Monday, November 3, 2014

Leave leaves on your lawn


Just enough leaves on a lawn to stop weeds but not good grass

People are way too afraid of leaves on lawns.  Perennial grass is stronger than you might think.  A pile of leaves will leave a hole in a lawn.  Two inches or more will allow grass to grow through only here and there.  But a few layers will not stop perennial grasses from jumping right up in the spring.  They have enough food in their roots to push through light layers of leaves.  Leaves keep the soil warmer than no leaves and make it more fertile as the worms eat them through the winter, so grasses grow stronger in the spring.

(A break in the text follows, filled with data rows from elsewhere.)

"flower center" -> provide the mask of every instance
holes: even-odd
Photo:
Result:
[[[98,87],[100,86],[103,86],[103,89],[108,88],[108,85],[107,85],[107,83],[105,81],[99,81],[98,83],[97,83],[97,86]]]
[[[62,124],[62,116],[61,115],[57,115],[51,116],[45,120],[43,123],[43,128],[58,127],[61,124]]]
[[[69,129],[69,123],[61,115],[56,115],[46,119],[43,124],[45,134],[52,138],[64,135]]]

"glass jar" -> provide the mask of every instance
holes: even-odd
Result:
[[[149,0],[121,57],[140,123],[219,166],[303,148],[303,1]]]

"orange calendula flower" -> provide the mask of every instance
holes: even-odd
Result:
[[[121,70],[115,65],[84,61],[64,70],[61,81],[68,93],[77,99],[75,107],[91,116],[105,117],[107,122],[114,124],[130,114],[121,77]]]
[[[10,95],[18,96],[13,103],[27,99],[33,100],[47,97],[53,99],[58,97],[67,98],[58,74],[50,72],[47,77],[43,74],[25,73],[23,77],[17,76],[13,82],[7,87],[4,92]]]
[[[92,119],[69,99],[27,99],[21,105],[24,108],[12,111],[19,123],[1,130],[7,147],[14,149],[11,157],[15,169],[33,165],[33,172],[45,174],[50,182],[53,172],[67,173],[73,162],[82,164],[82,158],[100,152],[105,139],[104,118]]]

Leaves not only feed soil and keep it warmer to grow grass better, but they stop small seeds like crabgrass; annual rye; Bermuda grass, nut sedge; dandelions; wild lettuce; and groundsel, the first of the wind-blown weeds to bloom in the spring, by keeping sun off the soil.  They also stop mosses, which like these weeds, need sun on bare soil to germinate.  Large annual grass seeds, like cheat and foxtails, can push through a few layers of leaves and need to be pulled.  You can tell them from perennial grass sprouts by their color, which is a lighter green with wider blades than perennial grass, or by their seed stalks later in the spring.  Crab grass, which sprouts in late spring, are very fat even when very short, and are best pulled small.

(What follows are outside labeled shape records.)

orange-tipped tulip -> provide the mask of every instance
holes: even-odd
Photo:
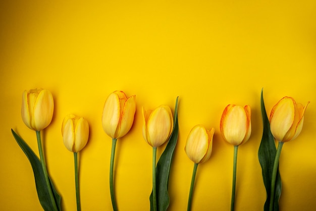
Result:
[[[116,91],[109,95],[103,109],[102,126],[111,138],[121,138],[129,131],[136,111],[136,96],[127,97],[122,91]]]
[[[206,130],[201,125],[194,126],[187,138],[185,153],[195,164],[201,164],[207,161],[212,151],[214,128]]]
[[[221,132],[228,143],[238,146],[245,143],[251,133],[250,107],[229,104],[221,119]]]
[[[284,97],[273,107],[270,114],[270,129],[278,141],[285,142],[295,138],[303,127],[305,107],[297,103],[291,97]]]
[[[87,144],[89,138],[89,124],[83,117],[71,114],[63,121],[62,135],[64,144],[70,151],[77,152]]]
[[[48,126],[52,118],[54,99],[47,89],[24,91],[22,95],[22,118],[30,129],[40,131]]]
[[[151,146],[156,147],[168,140],[173,129],[170,108],[161,106],[153,111],[142,109],[144,123],[143,136]]]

The weakest perennial grass is probably perennial rye sod, which most lawns on new construction are built with.  It is not a true sod grass; it is a clumping grass held together by plastic net.  Its roots are short for cutting off its clay soil base and transplanting, so it only lasts about 5 years before being invaded by stronger grasses.  Clumping grasses don’t spread by rhizomes, underground stems, but depend on reseeding to refill bare spots that form when clumps die, so it pays to reseed it in the fall before allowing leaves to cover, or rake it into the leaves in spring.  Its seeds are large enough to push through a few layers of leaves when they are ready to grow.  Perennial rye seed grows deeper roots than rye sod, and can create a stronger lawn as the sod grass dies out if it is reseeded yearly. 

Perennial grasses prefer to grow longer north of California, as the sun is lower and they need to be taller to catch the sunlight.  Two inches tall is good in summer, but 3-4 inches is better in winter.  Not cutting grass too short in summer or winter also helps keep sun off soil to prevent weeds and moss. 


A mulching mower can break up the leaves and help them to lie heavy enough between the grasses to keep small weed seeds from sprouting, but whole leaves will not stop the good grass from growing from roots or seed if they are not too thick.